# Cichlids in New Zealand



## fmueller (Jan 11, 2004)

Following a thread on LFS, I thought people might find it interesting to see what is available where I live. This is an add from a site similar to Craigslist. The fish shown are fairly typical for what's available here in the aquarium trade.


----------



## DJRansome (Oct 29, 2005)

Wow. Are there import restrictions?


----------



## fmueller (Jan 11, 2004)

Yes, we have a White List. Only fish that are on the list are allowed to be imported. I believe the list is from the 1970s and was never updated. Any fish that came into the hobby after that are not allowed - many interesting Tanganyikans, like Cyps, Sandsifters, and so on.

But all that is no excuse for the fish for sale. L. caeruleus are of amazingly poor quality here. I have never seen one that doesn't look like it spend the last night in bleach. Also, what are those fish the dude is selling? I really couldn't tell from the photo. Presumably mixed hybrids. But why is there a dead L. caeruleus as 'indicative only'?

This kinda stuff drives me nuts and wanting to go back to Ohio. :?


----------



## DJRansome (Oct 29, 2005)

The shape of the lab looked off as well. Any thought of becoming an importer? At least the ones on the white list could be better quality, if any.

We would love it if you came back!


----------



## fmueller (Jan 11, 2004)

Our customs and quarantine inspectors like to test aquarium fish for health problems. That usually involves dissecting the fish. Let's assume after setting up a suitable quarantine facility, getting all the licenses, and jumping through a gazillion other hoops, you are finally ready to import a dozen L. caeruleus for breeding purposes. They might test all twelve of them...

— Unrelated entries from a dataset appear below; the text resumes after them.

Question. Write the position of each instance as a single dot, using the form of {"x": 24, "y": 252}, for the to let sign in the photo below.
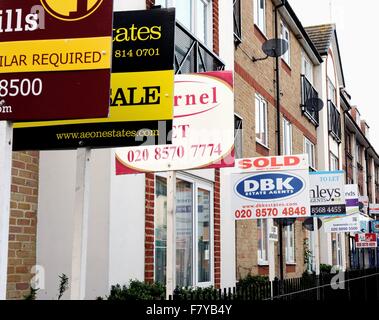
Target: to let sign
{"x": 271, "y": 187}
{"x": 327, "y": 193}
{"x": 366, "y": 240}
{"x": 55, "y": 59}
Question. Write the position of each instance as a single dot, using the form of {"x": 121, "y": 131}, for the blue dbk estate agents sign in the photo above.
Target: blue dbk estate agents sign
{"x": 272, "y": 187}
{"x": 327, "y": 193}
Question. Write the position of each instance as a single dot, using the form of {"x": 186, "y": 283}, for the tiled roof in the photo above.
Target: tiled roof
{"x": 321, "y": 36}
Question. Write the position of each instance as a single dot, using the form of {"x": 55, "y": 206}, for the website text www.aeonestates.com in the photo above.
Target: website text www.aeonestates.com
{"x": 107, "y": 134}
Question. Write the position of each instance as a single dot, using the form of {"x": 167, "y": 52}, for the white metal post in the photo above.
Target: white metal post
{"x": 81, "y": 213}
{"x": 271, "y": 256}
{"x": 5, "y": 199}
{"x": 171, "y": 239}
{"x": 316, "y": 246}
{"x": 271, "y": 251}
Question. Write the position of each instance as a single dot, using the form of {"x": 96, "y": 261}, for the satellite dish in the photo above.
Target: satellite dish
{"x": 308, "y": 224}
{"x": 314, "y": 105}
{"x": 285, "y": 221}
{"x": 275, "y": 47}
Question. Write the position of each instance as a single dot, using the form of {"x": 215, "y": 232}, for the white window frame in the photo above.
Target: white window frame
{"x": 290, "y": 245}
{"x": 333, "y": 159}
{"x": 286, "y": 35}
{"x": 261, "y": 107}
{"x": 332, "y": 96}
{"x": 287, "y": 137}
{"x": 307, "y": 71}
{"x": 312, "y": 156}
{"x": 238, "y": 136}
{"x": 197, "y": 183}
{"x": 260, "y": 15}
{"x": 262, "y": 252}
{"x": 208, "y": 23}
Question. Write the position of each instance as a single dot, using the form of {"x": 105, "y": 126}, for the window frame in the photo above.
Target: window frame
{"x": 193, "y": 28}
{"x": 262, "y": 230}
{"x": 262, "y": 103}
{"x": 238, "y": 133}
{"x": 288, "y": 229}
{"x": 261, "y": 25}
{"x": 306, "y": 61}
{"x": 284, "y": 30}
{"x": 197, "y": 183}
{"x": 287, "y": 128}
{"x": 312, "y": 164}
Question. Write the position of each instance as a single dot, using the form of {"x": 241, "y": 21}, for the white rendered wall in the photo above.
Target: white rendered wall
{"x": 55, "y": 221}
{"x": 127, "y": 228}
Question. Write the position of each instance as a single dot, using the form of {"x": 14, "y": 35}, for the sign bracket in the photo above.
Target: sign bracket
{"x": 5, "y": 199}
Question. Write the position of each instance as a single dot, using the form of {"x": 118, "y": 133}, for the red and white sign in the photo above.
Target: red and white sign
{"x": 275, "y": 163}
{"x": 203, "y": 129}
{"x": 374, "y": 208}
{"x": 271, "y": 187}
{"x": 365, "y": 240}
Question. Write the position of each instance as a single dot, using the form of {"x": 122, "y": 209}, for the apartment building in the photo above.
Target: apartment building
{"x": 126, "y": 232}
{"x": 256, "y": 108}
{"x": 362, "y": 168}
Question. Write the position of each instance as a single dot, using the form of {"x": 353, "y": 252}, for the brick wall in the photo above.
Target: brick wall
{"x": 23, "y": 221}
{"x": 217, "y": 231}
{"x": 259, "y": 77}
{"x": 149, "y": 3}
{"x": 149, "y": 226}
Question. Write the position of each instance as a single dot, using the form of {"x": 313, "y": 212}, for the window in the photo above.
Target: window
{"x": 194, "y": 230}
{"x": 195, "y": 15}
{"x": 261, "y": 120}
{"x": 238, "y": 137}
{"x": 309, "y": 149}
{"x": 287, "y": 137}
{"x": 290, "y": 244}
{"x": 307, "y": 68}
{"x": 334, "y": 121}
{"x": 285, "y": 34}
{"x": 334, "y": 165}
{"x": 237, "y": 21}
{"x": 260, "y": 14}
{"x": 331, "y": 91}
{"x": 359, "y": 154}
{"x": 347, "y": 142}
{"x": 262, "y": 241}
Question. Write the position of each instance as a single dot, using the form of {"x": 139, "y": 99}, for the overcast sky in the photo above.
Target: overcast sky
{"x": 357, "y": 31}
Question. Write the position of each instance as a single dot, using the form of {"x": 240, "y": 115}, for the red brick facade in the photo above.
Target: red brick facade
{"x": 23, "y": 221}
{"x": 149, "y": 226}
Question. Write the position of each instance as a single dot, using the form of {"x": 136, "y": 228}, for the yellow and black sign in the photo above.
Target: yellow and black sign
{"x": 141, "y": 100}
{"x": 71, "y": 10}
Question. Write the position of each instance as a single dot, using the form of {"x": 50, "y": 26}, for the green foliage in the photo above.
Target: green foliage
{"x": 32, "y": 294}
{"x": 63, "y": 285}
{"x": 137, "y": 290}
{"x": 250, "y": 280}
{"x": 325, "y": 268}
{"x": 196, "y": 292}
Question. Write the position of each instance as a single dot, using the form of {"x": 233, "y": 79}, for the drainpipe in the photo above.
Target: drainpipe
{"x": 279, "y": 146}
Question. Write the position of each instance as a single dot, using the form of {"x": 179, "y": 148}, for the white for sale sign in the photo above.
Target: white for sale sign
{"x": 271, "y": 187}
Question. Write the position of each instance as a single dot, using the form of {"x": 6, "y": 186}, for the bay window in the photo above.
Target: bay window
{"x": 290, "y": 244}
{"x": 194, "y": 230}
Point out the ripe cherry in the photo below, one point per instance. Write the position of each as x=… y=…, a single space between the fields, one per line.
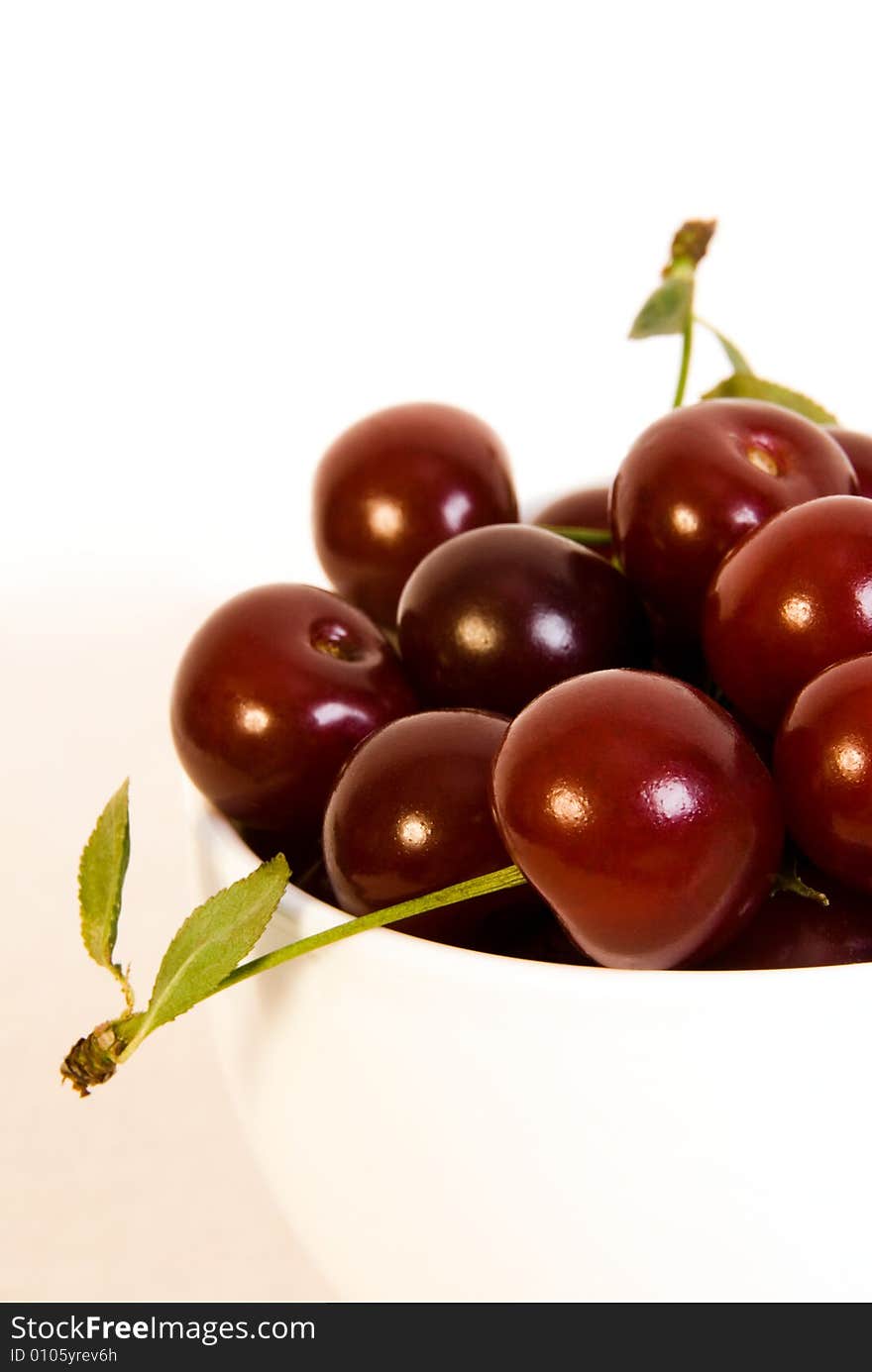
x=272 y=694
x=581 y=509
x=498 y=615
x=397 y=484
x=702 y=477
x=791 y=599
x=822 y=767
x=858 y=448
x=641 y=813
x=411 y=813
x=791 y=930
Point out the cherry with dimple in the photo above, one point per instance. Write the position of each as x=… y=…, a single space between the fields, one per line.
x=272 y=694
x=858 y=449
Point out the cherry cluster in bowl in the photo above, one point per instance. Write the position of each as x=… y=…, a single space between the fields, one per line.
x=669 y=730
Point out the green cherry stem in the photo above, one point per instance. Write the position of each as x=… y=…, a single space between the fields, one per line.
x=490 y=883
x=588 y=537
x=687 y=346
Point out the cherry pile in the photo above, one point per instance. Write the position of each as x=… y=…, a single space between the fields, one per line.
x=664 y=730
x=654 y=700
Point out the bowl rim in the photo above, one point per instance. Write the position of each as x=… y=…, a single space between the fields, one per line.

Plus New Zealand is a very long way from pretty much anywhere. Shipping fish here is very expensive. And the market is very small. Even if you manage to import a species in good quality and you are breeding them, you will very quickly saturate the market.

I have seen people breed Tropheus in good quality, and I will probably get some, but they have problems selling them, because there just aren't that many people interested.

That all said, the virtually non existent fish hobby is one of the very few drawbacks of living in NZ. I just take my dogs to the beach instead, and we have no winter that deserves the name.


----------